In a recent research note released by CRU Group’s senior analyst, Anthony Everiss, the junta has asked the companies to present the mines ministry with proposals by the end of May with a precise timetable for constructing refineries. The junta appears to be doubling down, turning the nation’s mineral wealth into a means of economic development.
Bauxite miners in Guinea have reportedly previously committed to developing them.
According to CRU data, the announcement comes when Guinea bauxite shipments to China are at an all-time high, surpassing 6 million tonnes in a single month for the first time.
However, there is currently just one alumina refinery in operation, which was built several decades ago.
Everiss said the drive for value-added investment has been in place for some time and has always been a common theme when international mining companies, industry partners, and government officials gather at the annual Guinea Mining Symposium.
However, Everiss noted this recent announcement might have more significant rhetoric as it was the first time Guinea’s junta had shown its hand and was the strongest sign of intent yet that the new military regime was determined to pursue a policy of resource nationalism.
“The message to the international mining community in recent times is that Guinea is now much more aware of the value of their resources, has better control and understanding of the mining industry and exports, and would be ensuring a more equitable share of the revenue and profits from international mining endeavours. This was coupled with a focus on social inclusion, agriculture, infrastructure spending and sustainability,” said Everiss.
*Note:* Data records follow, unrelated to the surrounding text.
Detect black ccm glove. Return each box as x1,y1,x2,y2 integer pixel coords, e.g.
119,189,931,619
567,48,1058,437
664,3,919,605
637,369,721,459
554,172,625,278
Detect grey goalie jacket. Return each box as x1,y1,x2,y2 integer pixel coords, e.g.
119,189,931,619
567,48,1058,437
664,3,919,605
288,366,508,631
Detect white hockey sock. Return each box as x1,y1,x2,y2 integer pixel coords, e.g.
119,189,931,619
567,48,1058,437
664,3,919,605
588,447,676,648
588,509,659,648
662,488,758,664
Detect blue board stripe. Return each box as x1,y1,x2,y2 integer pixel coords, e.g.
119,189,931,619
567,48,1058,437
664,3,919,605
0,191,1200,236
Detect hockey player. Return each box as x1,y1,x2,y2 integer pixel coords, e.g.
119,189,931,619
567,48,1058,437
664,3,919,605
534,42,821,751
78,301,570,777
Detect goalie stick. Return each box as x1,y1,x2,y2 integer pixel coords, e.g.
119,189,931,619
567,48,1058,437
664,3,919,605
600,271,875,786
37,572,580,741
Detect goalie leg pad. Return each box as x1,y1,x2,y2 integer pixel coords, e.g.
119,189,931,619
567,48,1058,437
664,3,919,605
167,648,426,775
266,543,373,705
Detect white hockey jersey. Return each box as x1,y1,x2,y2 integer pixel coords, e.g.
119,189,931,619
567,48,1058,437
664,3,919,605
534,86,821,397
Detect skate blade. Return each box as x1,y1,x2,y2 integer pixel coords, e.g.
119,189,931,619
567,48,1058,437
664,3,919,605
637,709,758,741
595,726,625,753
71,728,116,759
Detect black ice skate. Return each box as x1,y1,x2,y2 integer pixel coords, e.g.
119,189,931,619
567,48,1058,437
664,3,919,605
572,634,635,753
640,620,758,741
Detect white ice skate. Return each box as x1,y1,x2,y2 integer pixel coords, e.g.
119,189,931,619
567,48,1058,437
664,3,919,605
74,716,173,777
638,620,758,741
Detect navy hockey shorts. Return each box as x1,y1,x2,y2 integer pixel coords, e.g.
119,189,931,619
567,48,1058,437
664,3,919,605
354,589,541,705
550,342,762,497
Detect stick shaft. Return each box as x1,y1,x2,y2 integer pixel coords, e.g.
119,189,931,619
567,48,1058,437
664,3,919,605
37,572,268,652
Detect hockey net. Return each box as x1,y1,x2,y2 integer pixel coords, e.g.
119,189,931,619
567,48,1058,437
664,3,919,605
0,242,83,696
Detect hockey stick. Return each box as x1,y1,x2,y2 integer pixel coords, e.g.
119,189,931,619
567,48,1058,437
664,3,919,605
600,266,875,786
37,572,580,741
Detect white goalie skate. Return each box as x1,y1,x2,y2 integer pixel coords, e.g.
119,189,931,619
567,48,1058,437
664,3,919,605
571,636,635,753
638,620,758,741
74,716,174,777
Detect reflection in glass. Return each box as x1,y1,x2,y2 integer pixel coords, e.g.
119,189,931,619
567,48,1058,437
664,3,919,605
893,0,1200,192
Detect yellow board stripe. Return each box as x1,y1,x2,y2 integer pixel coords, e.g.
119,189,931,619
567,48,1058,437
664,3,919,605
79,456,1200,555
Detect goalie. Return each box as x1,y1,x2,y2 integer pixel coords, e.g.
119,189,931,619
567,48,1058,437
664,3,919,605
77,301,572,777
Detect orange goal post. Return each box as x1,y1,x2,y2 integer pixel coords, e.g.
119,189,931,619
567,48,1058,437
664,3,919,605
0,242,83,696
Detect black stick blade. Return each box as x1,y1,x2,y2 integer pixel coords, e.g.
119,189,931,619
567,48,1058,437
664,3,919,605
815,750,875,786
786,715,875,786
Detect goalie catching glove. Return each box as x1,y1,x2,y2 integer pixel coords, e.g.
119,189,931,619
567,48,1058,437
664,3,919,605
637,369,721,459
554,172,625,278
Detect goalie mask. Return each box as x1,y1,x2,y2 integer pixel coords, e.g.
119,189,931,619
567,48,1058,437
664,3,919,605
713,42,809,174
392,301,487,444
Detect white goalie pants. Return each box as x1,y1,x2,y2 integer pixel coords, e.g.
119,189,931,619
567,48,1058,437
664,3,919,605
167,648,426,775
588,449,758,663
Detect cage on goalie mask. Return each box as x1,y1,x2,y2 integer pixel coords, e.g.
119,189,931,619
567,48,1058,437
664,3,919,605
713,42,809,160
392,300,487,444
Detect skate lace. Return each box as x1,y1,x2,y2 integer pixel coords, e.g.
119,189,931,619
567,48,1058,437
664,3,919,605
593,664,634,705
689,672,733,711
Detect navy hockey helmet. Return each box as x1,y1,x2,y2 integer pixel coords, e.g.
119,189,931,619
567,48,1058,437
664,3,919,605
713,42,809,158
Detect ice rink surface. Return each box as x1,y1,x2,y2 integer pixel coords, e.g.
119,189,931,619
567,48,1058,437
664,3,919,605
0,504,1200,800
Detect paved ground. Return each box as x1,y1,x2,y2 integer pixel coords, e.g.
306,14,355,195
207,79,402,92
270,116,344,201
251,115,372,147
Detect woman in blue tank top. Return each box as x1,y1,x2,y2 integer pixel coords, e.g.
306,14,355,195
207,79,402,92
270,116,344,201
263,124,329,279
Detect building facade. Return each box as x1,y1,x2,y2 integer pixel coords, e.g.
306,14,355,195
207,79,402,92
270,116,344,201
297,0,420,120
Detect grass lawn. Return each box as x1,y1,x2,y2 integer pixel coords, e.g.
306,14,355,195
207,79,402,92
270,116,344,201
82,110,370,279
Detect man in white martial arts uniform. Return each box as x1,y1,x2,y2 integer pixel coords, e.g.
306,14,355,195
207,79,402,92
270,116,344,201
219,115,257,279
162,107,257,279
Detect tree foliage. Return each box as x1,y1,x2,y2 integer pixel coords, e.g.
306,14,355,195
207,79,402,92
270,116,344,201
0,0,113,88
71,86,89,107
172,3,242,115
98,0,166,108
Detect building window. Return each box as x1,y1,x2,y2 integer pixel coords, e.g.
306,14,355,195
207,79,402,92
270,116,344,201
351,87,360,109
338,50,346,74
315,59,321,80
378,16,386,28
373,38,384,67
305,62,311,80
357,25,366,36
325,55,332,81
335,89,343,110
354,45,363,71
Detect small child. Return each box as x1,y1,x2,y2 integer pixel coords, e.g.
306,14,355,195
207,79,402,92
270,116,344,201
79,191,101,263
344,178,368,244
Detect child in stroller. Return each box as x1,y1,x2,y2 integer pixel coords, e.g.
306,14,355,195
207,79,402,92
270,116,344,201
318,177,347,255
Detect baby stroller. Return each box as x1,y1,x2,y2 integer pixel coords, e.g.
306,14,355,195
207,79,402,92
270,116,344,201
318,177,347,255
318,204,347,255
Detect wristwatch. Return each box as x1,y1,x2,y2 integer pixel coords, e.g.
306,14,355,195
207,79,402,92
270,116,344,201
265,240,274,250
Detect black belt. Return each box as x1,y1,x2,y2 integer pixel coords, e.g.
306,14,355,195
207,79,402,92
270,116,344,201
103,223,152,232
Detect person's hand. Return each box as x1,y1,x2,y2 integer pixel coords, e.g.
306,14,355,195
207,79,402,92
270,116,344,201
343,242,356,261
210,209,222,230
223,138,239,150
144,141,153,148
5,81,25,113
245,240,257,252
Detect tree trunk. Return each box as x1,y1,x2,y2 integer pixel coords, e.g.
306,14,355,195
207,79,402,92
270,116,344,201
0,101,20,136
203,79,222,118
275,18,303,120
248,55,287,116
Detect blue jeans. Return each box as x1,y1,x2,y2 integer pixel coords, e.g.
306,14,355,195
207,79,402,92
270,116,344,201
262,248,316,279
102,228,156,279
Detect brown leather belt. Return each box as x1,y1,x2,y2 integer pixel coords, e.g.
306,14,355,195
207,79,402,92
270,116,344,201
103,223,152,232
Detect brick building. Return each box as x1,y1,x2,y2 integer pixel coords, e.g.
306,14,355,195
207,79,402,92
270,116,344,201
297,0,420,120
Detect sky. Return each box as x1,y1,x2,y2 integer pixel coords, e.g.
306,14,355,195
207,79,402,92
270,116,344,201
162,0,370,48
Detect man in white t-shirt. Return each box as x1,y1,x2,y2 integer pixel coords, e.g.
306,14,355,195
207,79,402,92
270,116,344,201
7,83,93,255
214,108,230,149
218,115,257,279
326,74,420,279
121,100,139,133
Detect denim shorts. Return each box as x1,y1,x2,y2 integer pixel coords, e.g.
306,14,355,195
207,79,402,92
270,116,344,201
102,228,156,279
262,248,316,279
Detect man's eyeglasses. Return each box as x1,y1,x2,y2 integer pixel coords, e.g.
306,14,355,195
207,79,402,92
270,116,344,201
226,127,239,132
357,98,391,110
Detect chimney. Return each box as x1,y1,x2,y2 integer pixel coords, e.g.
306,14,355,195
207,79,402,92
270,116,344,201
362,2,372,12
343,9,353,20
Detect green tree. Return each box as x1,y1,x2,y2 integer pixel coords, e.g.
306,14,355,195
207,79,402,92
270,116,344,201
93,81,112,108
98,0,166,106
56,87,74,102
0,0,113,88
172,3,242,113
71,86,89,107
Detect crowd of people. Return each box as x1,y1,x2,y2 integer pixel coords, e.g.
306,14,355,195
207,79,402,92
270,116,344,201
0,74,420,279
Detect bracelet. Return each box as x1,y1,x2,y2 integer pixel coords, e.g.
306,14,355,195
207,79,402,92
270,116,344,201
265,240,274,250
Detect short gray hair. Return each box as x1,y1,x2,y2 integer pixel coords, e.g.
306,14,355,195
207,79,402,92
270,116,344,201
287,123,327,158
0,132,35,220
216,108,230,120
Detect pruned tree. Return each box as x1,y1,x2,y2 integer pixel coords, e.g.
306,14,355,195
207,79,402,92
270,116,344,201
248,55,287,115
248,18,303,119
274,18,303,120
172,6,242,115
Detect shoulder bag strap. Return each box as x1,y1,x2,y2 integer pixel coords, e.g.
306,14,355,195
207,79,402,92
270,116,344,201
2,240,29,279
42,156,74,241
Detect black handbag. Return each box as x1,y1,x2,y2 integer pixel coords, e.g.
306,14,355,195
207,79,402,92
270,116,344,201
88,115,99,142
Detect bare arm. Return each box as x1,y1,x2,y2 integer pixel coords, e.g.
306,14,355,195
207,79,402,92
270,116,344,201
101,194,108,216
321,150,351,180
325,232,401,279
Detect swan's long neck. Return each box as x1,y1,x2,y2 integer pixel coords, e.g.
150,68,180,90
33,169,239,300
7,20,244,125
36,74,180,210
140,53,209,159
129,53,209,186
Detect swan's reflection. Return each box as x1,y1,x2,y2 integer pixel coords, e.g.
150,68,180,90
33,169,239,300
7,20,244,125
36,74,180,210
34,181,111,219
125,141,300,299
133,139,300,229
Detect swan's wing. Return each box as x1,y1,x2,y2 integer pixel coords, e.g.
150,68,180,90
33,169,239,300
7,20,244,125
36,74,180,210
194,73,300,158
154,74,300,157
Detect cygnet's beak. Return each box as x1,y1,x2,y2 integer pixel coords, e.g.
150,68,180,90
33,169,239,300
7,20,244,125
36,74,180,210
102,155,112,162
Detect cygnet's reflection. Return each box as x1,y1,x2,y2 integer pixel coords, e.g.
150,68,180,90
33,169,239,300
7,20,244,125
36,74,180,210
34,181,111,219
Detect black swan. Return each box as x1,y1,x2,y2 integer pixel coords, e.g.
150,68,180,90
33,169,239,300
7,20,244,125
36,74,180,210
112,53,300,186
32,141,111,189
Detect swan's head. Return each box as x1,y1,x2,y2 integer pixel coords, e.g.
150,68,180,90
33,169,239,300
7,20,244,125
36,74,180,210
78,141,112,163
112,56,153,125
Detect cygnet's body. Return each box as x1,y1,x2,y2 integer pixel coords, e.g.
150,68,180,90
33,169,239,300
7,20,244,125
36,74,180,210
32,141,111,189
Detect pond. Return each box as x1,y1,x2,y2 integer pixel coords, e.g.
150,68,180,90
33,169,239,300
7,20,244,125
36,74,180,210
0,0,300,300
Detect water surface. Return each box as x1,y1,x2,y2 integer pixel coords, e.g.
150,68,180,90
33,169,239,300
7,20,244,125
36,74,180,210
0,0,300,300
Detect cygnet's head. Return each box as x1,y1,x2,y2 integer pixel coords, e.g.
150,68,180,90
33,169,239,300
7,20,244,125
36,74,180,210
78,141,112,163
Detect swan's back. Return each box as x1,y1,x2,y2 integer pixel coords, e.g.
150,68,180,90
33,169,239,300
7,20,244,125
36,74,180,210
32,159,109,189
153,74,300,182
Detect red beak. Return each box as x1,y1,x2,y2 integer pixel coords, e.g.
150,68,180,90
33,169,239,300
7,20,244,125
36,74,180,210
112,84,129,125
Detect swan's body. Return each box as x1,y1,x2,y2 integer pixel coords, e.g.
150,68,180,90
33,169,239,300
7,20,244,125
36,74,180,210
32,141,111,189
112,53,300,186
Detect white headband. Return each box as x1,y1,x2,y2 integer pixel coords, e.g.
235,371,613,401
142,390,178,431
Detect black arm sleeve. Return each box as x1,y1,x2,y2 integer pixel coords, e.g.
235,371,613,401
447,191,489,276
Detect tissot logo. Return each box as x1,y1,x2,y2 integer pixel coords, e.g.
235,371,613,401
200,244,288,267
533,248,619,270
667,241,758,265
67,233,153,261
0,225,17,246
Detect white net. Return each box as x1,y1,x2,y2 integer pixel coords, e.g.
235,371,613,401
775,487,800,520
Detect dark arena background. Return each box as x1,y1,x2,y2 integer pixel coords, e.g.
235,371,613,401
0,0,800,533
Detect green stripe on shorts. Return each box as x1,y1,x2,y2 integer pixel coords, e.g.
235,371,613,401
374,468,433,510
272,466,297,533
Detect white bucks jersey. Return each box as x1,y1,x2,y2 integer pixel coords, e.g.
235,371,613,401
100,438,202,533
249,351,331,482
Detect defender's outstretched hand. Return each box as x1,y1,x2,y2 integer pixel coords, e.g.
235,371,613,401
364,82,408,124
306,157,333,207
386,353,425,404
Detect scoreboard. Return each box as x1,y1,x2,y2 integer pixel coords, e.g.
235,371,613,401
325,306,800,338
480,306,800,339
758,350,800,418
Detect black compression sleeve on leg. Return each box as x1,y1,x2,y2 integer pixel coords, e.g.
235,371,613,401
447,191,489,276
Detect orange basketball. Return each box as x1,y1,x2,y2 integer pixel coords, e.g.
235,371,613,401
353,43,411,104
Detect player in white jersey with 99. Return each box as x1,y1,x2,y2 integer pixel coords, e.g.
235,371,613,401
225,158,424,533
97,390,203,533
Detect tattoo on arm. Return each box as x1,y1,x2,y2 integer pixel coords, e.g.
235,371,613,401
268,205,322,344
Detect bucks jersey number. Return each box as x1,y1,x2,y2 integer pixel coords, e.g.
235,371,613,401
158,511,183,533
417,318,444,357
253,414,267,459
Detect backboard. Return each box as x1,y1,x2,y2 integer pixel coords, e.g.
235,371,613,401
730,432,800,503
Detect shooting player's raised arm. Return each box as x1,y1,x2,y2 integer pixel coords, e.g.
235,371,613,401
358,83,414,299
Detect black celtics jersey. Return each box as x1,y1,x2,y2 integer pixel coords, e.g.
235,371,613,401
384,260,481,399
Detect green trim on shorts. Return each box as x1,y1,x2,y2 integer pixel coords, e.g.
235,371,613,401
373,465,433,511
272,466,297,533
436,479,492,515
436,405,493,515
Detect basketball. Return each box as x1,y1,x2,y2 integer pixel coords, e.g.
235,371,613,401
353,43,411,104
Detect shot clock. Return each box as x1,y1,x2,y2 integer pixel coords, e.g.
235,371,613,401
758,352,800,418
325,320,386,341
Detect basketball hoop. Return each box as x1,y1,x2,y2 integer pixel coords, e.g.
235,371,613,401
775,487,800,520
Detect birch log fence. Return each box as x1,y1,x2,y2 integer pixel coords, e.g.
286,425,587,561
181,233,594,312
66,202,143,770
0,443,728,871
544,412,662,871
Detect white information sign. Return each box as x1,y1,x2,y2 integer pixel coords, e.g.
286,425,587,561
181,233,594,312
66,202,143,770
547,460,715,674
CRU currently does not expect a greenfield alumina refinery to be built in the country before 2026. “Technical limitations alongside higher capital costs versus China may lead to disappointment for the government’s expectations. Running costs also are likely higher than competing nations,” said Everiss.
According to CRU, six companies have planned 11 million tonnes per year of alumina refining capacity in Guinea. “However, unlike the significant progress in bauxite mining, the progress of the alumina refineries is very slow at present. Only SMB’s alumina project has made some progress,” said Everiss.
CRU notes, however, that significant hurdles remained when it came to building greenfield alumina refineries in the country, namely that inputs such as all the other raw material needs, such as energy and caustic soda, need to be imported.
“The key issue is whether the projects can control the other raw material costs. Compared to Indonesia, for example, the mining cost in Guinea is lower. But Guinea refineries also contend with a longer distance if opting to transport the alumina back to China,” said Everiss.
“Nevertheless, new permits for mining will need to be accompanied by a clear investment plan for a downstream plant, depending on the scale of the project. In bauxite, the ruling military regime had remained firmly committed to continuing resource mining and export, but now requires ‘partnership’ with industry for longevity.”
“The latest announcement shows that it will be increasingly important for mining companies to build on verbal commitments and set into motion the actions needed to construct alumina refineries, rail, roads, and port infrastructure, alongside community spending,” said Everiss.